Teachers Can Affect Reading Brain Patterns
Posted by Brainspring on 3rd Jun 2015
“Beginning readers who focus on letter-sound relationships, or phonics, instead of trying to learn whole words, increase activity in the area of their brains best wired for reading, according to new Stanford research investigating how the brain responds to different types of reading instruction.”
You can affect the development of the brain patterns your students use for reading.
Your instructional approach makes a difference.
Many of you are already aware that skilled readers use specific portions of the left side of their brains for reading. Struggling readers, including those with dyslexia, do not develop these brain patterns automatically. Since they are not utilizing the most efficient pathways, reading takes much more effort and is often slow and laborious. The Stanford study shows that how teachers teach new words affects students’ brain patterns for reading development.
Left Side or Right Side?
Instruction in letter-sound relationships (phonics) elicits activity on the left side of the brain.
Instruction in phonics allows readers to decipher words they haven’t seen before.
Whole-word instruction elicits activity on the right side of the brain.
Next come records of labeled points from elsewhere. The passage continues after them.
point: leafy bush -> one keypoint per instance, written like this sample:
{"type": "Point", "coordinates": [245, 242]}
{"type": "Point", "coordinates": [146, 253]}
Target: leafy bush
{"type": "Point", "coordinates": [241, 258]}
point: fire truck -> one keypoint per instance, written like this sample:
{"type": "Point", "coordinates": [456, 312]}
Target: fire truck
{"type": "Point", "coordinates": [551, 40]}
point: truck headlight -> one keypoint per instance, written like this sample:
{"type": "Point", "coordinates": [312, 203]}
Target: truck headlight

Some phonics instruction is more effective than others.
Instruction should focus on the individual pieces of language– letters and their sounds. After learning the pieces, students can bring them together to read words. For example, first the student learns the letters associated with the sounds /c/, /a/, /t/ and then reads the word “cat”.
Teaching phonics skills within larger pieces is not as effective. For example, teaching the word “cat” and then asking students to notice the letter c is making the sound /c/.
Isn’t it nice to know that the choices we make in our instruction really can make a difference?